The case involved analysis of the effect and application of Irish tax law, ECJ decisions and a European directive – the sixth directive – relating to harmonisation of the laws of EU member states on common systems of VAT.

Giving the five-judge court’s unanimous judgment on Friday, Chief Justice Frank Clarke said he was satisfied it was appropriate to treat the relevant transactions in the manner contended for by the Revenue. While Irish VAT legislation does not provide for disregarding certain transactions found to be abusive, it was clear from an ECJ judgment in this case that national implementation measures were not necessary for the abuse doctrine, which derived from a fundamental principle of EU law, to be applied in appropriate cases, he said.

He upheld High Court and Circuit Court findings concerning legal issues in the case, apart from a Circuit Court finding that no interest was payable on VAT due.

He said the interest issue was not properly before the Circuit Court but the taxpayers remained entitled to argue, in any appropriate proceedings, that interest was not payable.

Leases extinguished

The three partners, on advice of Deloitte & Touche, had put in place transactions involving their entering on March 8th, 2002, into a 20-year and one-month lease with a connected company, Shamrock Estates Ltd, which then immediately leased back the property to the partners for two years. On March 20th, 2002, the lease and leasehold were extinguished by mutual surrender.

Because the partners had paid some €40,000 VAT on the capitalised value of the 20-year and one-month lease, they claimed they could then legally sell their freehold interest in the holiday homes without paying VAT on that disposal.

An inspector of taxes held that the VAT exemptions arose from a series of “artificial” transactions and VAT assessments were raised against them for periods in 2002 and 2004.

They appealed to the Circuit Court, which found the leases were not void but also found the partners were simply leasing to themselves and surrendering back to themselves and this amounted to an abusive practice contrary to the purpose of the sixth directive.

Legal issues were referred to the High Court, with the focus on whether the principle of abusive process could be applied.
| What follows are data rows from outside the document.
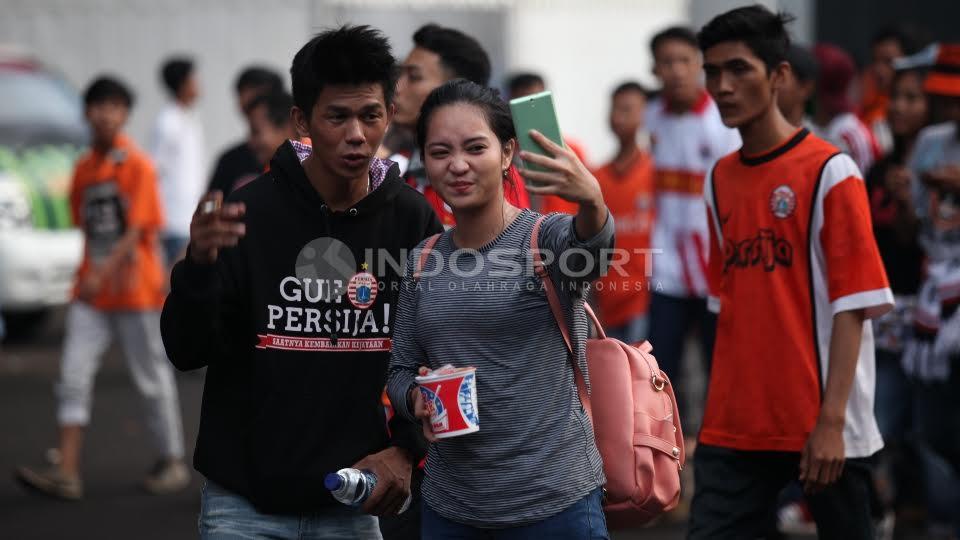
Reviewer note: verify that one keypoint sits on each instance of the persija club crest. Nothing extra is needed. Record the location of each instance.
(783, 202)
(362, 290)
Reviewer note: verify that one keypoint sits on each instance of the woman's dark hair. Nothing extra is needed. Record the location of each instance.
(459, 53)
(761, 30)
(258, 77)
(494, 109)
(104, 89)
(349, 55)
(175, 72)
(903, 144)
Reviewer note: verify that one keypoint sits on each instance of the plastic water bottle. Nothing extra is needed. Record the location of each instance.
(352, 487)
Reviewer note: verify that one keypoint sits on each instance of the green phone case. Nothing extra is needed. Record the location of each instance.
(535, 111)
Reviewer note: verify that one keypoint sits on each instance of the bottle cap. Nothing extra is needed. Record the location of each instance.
(333, 481)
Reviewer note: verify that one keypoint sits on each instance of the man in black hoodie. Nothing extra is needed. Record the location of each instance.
(287, 296)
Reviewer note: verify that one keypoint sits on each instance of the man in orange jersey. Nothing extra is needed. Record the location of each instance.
(627, 184)
(794, 272)
(120, 287)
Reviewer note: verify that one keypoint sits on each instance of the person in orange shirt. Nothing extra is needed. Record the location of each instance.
(628, 187)
(119, 293)
(527, 83)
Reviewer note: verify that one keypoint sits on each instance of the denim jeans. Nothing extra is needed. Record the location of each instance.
(583, 520)
(227, 516)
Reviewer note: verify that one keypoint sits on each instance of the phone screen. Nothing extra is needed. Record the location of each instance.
(537, 112)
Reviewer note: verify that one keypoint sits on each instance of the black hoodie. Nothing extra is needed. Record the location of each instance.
(294, 326)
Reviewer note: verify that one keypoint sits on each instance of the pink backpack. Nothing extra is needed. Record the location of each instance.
(634, 415)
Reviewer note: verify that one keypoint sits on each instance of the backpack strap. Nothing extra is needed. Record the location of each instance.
(540, 269)
(424, 253)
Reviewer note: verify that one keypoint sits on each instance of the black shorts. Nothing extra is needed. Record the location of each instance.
(737, 492)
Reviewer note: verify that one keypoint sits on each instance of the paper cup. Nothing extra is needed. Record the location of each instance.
(451, 399)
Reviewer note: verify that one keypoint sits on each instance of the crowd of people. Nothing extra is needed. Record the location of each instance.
(794, 219)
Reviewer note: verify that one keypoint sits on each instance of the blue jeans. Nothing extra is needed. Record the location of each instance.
(583, 520)
(631, 332)
(227, 516)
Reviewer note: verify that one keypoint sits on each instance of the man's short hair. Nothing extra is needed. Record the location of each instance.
(803, 63)
(674, 33)
(911, 39)
(761, 30)
(349, 55)
(278, 105)
(526, 79)
(460, 54)
(175, 72)
(630, 86)
(258, 77)
(104, 89)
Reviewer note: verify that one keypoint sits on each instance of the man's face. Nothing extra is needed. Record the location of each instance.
(677, 65)
(106, 119)
(347, 124)
(626, 114)
(881, 65)
(420, 74)
(738, 81)
(246, 96)
(265, 136)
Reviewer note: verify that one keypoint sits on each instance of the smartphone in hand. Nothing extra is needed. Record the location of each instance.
(537, 112)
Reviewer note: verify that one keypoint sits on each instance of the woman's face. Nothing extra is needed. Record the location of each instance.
(464, 158)
(908, 105)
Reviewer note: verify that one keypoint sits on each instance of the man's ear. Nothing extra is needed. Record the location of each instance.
(779, 74)
(301, 121)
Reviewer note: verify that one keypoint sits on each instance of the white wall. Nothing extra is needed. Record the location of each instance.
(130, 38)
(583, 47)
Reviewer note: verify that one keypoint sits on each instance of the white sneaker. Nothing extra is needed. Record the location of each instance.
(167, 476)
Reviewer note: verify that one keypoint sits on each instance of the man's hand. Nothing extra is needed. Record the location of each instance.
(215, 226)
(392, 467)
(898, 183)
(421, 411)
(821, 462)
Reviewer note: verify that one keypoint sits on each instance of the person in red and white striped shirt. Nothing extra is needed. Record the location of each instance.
(835, 120)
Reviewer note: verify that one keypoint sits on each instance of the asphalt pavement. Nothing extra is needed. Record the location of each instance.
(117, 453)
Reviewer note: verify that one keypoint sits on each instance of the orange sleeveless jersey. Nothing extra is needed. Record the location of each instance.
(630, 200)
(797, 247)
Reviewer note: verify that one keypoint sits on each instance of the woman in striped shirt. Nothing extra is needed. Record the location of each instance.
(533, 469)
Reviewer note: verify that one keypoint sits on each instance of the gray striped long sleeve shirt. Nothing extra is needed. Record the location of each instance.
(534, 455)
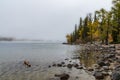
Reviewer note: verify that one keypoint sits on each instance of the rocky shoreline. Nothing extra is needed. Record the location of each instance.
(107, 65)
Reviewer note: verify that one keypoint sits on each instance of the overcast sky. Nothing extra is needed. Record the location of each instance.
(44, 19)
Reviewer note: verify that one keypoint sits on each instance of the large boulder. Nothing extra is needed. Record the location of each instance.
(63, 76)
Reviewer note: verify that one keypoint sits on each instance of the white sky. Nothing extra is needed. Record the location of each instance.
(44, 19)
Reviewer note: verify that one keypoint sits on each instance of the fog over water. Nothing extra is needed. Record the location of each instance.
(44, 19)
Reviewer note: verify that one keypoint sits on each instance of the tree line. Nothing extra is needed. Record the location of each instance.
(103, 26)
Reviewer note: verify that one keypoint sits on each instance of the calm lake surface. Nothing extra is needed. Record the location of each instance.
(39, 52)
(40, 55)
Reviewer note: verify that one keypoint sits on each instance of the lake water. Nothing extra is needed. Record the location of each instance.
(40, 55)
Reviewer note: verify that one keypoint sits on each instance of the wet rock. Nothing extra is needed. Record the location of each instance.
(105, 73)
(27, 63)
(54, 65)
(62, 62)
(106, 68)
(49, 66)
(98, 75)
(116, 73)
(76, 57)
(101, 63)
(69, 66)
(59, 65)
(75, 65)
(90, 69)
(79, 67)
(63, 76)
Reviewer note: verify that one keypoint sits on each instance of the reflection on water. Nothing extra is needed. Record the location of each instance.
(87, 58)
(40, 57)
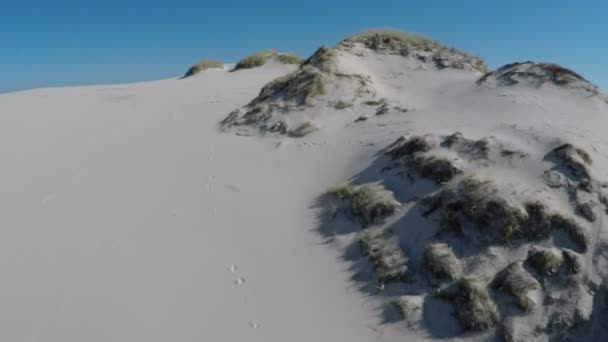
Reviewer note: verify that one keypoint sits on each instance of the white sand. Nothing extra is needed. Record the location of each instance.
(127, 216)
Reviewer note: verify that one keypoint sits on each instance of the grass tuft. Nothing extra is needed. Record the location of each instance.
(202, 66)
(262, 57)
(389, 260)
(441, 262)
(370, 202)
(517, 282)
In 2008 Mr Justice Peter Charleton said the transactions were entirely contrary to the correct interpretation of the sixth directive and were constructed solely to obtain a tax advantage.

Abuse doctrine

The three appealed to the Supreme Court. It referred certain issues to the European court, and the appeal resumed after the ECJ gave judgment in 2017.

In the Supreme Court judgment, the chief justice said the abuse doctrine has had application in the field of tax, where that tax was governed by EU law, since a 2006 Halifax judgment of the ECJ. He rejected arguments that because these transactions were carried out before the Halifax judgment, the abuse doctrine did not apply to them or that further issues had to be addressed by the ECJ before this appeal could be decided.

On the basis of the findings of fact by the Circuit Court judge, by which both the High and Supreme Courts were bound, there could be “no doubt” the transactions were an “abusive practice” for the purpose of the Halifax doctrine, he held. The ECJ has determined the abuse doctrine applied to transactions predating Halifax and that the application of that doctrine, in practical terms, did not require specific national law measures or even EU legislation as it derived from a fundamental principle of EU law.